I know Ms O'Keeffe disagrees with this approach to a compensation scheme and that her views are heartfelt and expressed only with the wish to advance the case of those who have suffered in our schools. As a State, however, we have a broader obligation. While we have to take the view that seeks to make right some of the wrongs of our past, we also have to take the view that protects our future and protects the resources of the State for investment in the safety of the next generation of children. I believe the Government is taking the proper approach and striking the right balance. I, therefore, do not propose to accept the amendment to the Order of Business as proposed by Senator Daly, although I have given a very comprehensive view on the Government's stance on, and approach to, the matter. Rather than proposing an amendment to the Order of Business, the Senator might put forward the issue as a Commencement debate matter if he seeks further information. I am sure the Minister will come in for that debate.
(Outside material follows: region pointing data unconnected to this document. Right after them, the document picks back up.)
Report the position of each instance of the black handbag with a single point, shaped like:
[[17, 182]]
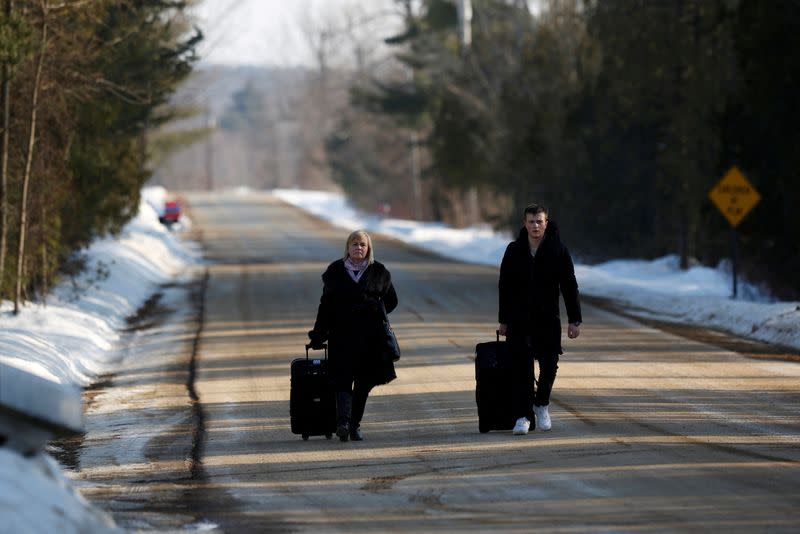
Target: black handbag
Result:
[[388, 344]]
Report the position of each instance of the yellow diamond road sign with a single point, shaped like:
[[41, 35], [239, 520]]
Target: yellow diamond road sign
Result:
[[734, 196]]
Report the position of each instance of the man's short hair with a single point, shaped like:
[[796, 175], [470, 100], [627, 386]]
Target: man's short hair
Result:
[[534, 209]]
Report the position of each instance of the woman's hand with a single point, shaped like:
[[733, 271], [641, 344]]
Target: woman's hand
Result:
[[573, 330], [317, 340]]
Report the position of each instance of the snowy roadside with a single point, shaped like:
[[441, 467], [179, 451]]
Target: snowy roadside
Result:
[[657, 289], [71, 340]]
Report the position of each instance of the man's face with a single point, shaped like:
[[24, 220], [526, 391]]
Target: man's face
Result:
[[535, 224]]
Senator Bacik welcomed the commencement of the Fines Act, which we discussed previously. There can now be an attachment of earnings order and other arrangements rather than having people going to prison, which should be welcomed by all. The Senator also called for a debate on penal reform and rightly pointed out that we have had very positive improvements under this Government in that whole area. I do not think we will have time in the next number of weeks but we will try to see whether we can have a debate on that issue.

The cost of child care was raised by a number of Senators. Senator Mooney discussed the high cost for the squeezed middle and he is quite right. Although I agree with him that there has been significant State investment in facilities, I have no intention of having a debate in this House on any of the political parties and their promises or proposals prior to an election. I can assure Senator Mooney of that.